Op 21 maart zijn we naar Yanakie gereden, een zuidelijke punt van Australië, bij Wilsons Promontory National Park. Daar hadden we een hutje op een camping met sea view, die er op het eerste gezicht best oké uitzag. Al snel bleek dat je op de bank niet kon zitten, want die was zo ernstig doorgezakt en vervormd, dat hij als het ware naar voren gekanteld stond en na 2 seconden al rugpijn gaf.
Het bed bleek in nog slechtere staat, waardoor na nacht 1, Yvonne wat moeite had om te lopen. Halverwege nacht 2 is Yvonne maar opgestaan en uiteindelijk op die krakkemikkige bank gaan liggen. Daarna hebben we maar een luchtbed gekocht, want alleen zo viel hier nog enigszins te overleven. Alle andere huisjes bleken dezelfde bedden te hebben en die van ons was nog het relatief nieuwst. We hebben slechte huisjes gehad, maar deze sloeg alles. Veel keus hadden we wederom niet, want alles was volgeboekt en in deze regio is ook niet zo veel. Dus dan maar met een luchtbedje kamperen.

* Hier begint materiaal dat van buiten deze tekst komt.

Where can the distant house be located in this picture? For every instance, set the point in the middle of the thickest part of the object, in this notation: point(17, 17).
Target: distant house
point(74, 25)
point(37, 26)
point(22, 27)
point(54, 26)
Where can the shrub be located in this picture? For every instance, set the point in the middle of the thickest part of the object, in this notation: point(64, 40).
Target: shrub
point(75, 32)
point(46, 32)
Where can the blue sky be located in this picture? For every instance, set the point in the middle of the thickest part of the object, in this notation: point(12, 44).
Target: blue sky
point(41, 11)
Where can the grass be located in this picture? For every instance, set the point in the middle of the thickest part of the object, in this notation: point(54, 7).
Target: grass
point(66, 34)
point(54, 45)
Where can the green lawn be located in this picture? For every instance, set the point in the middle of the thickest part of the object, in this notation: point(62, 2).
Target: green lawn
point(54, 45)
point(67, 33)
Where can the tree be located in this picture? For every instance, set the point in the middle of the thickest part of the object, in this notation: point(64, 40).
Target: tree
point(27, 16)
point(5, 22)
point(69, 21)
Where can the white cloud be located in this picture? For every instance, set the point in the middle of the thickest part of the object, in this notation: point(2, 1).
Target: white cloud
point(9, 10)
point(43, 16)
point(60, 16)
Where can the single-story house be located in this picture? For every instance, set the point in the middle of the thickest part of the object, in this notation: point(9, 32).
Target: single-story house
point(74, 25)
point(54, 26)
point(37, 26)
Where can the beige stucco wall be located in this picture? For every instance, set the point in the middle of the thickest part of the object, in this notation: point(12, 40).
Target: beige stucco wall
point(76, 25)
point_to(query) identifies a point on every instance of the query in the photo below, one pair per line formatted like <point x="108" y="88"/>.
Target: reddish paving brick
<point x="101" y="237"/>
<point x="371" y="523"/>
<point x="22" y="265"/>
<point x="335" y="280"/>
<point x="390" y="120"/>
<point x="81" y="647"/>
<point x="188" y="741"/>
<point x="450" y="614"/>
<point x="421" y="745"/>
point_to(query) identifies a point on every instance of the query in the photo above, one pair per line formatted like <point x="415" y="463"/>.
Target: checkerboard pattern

In Wilsons Promontory hebben we drie dagen rondgereden en gewandeld. We hebben Mount Oberon beklommen, vanwaar we bijna 360 graden uitzicht hadden over de omgeving. Dat deel en alles bij Tidal River was nog redelijk druk en toeristisch. Maar als je verder noordelijk kwam dan waren er minder druk bezochte wandelpaden met heerlijke stukjes ongerepte natuur.
We hebben verschillende mooie stranden bekeken, zoals die hierboven bij Tidal River.
Maar Squeaky Beach was toch wel een bijzondere. Het zand maakt een “squeaky” geluid als je er overheen loopt. Dat kun je alleen met een filmpje goed laten zien (horen).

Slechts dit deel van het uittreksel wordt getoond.